On the matter of whether respondent should be disbarred from the practice of law for conduct unbecoming of a member of the bar, the lawyers oath imposes upon every lawyer the duty to do no falsehood, nor consent to the doing of any in court. . . without any mental reservation or purpose of evasion. (Section 3, Rule 138, Revised Rules of Court). The lawyers oath is a source of his obligations and its violation is a ground for his suspension, disbarment or other disciplinary action (Legal Ethics, Ruben E. Agpalo, 1983 Edition, pp. 66-67). The Code of Professional Responsibility applies to lawyers in government service in the discharge of their official tasks (Canon 6). Just as the Code of Conduct and Ethical Standards for Public Officials bars public officials from soliciting gifts or anything of monetary value in the course of any transaction which may be affected by the functions of their office (Sec. 7, subpar. [d]), the Code of Professional Responsibility forbids a lawyer to engage in unlawful, dishonest, immoral or deceitful conduct (Rule 1.01, Code of Professional Responsibility). Thus, every lawyer must pursue only the highest standards in the practice of his calling (Court Administrator vs. Hermoso, 150 SCRA 269 [1987]; Bautista vs. Guevarra, 142 SCRA 632 [1986]). The practice of law is a privilege, and only those adjudged qualified are permitted to do so. (NBI vs. Reyes, 326 SCRA 109 [2000]). We stress here that the purpose of disbarment is not meant as a punishment depriving a lawyer of a source of livelihood but rather is intended to protect the administration of justice that those who exercise this function should be competent, honorable and reliable in order that the courts and clients may rightly repose confidence in them (Noriega vs. Sison, 125 SCRA 293 [1983]). Respondents conduct falls short of the exacting standards demanded by the legal profession, such that his malfeasance in office merits the ultimate penalty, that of expulsion from the Bar.

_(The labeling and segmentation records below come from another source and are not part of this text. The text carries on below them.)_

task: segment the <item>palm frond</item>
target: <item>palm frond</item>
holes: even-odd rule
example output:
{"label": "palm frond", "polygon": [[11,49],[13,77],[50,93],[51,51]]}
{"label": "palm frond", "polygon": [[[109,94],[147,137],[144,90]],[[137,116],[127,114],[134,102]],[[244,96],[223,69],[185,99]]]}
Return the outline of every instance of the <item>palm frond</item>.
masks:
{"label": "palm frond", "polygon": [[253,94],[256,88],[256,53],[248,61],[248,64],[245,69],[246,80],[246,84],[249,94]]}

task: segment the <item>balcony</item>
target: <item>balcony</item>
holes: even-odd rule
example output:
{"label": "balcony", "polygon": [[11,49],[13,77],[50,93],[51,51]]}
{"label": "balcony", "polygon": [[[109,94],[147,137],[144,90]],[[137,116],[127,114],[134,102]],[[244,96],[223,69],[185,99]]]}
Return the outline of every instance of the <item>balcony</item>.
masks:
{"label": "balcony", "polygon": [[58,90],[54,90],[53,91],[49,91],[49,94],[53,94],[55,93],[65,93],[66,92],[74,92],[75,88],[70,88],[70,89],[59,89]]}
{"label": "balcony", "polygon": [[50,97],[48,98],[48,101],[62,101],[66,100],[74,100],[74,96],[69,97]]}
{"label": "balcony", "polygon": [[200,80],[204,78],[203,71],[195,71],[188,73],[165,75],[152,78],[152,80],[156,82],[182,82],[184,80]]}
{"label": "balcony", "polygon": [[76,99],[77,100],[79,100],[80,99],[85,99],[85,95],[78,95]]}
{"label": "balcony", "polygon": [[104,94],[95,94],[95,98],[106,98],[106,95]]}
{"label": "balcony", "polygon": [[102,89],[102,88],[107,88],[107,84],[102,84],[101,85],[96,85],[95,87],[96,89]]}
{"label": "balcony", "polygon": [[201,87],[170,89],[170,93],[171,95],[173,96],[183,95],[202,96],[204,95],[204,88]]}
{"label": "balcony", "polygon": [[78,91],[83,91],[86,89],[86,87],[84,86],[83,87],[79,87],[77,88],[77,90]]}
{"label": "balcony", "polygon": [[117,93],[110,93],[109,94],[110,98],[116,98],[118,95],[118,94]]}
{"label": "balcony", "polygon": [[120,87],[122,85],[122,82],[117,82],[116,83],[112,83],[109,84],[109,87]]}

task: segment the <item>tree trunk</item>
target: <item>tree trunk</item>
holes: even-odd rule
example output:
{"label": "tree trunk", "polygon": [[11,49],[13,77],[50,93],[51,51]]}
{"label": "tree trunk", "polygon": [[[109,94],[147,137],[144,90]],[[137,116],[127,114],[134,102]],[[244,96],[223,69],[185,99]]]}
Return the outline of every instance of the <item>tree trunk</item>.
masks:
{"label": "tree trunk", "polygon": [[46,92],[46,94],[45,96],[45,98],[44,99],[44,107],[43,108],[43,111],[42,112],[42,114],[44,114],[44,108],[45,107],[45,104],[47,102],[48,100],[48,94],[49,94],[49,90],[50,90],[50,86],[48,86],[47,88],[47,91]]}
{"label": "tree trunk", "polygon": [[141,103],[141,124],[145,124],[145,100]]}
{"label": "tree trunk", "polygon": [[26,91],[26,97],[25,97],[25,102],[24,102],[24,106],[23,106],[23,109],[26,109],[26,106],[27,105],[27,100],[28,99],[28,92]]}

WHEREFORE, the instant motion for reconsideration is DENIED with finality, there being no compelling reason to warrant a reconsideration of our Decision promulgated on March 5, 2003. Further, pursuant to A.M. No. 02-9-02-SC, respondent is DISBARRED from the practice of law for violation of the Anti-Graft and Corrupt Pratices Law (R.A. No. 3019) or conduct unbecoming of a member of the bar.


Davide, Jr., C.J., Bellosillo, Puno, Vitug, Panganiban, Ynares-Santiago, Carpio, Austria-Martinez, Corona, Carpio-Morales, Callejo, Sr., Azcuna, and Tinga, JJ., concur.

Quisumbing, J., on leave.

Sandoval-Gutierrez, J., on official leave.


1 Ocampo vs. Office of the Ombudsman, 322 SCRA 17 [2000]; Concerned Officials of the MWSS vs. Hon. Ombudsman Conrado Vasquez, 240 SCRA 502 [1995].

2 Section 5, Rule 133 of the Revised Rules on Evidence.

3 Rule 1.01, Code of Judicial Conduct.

4 Palang vs. Zosa, 58 SCRA 776 (1974).

5 Dava vs. De Asa, 292 SCRA 703 (1998).

6 Yulo-Tuvilla vs. Balgos, 288 SCRA 358 (1998).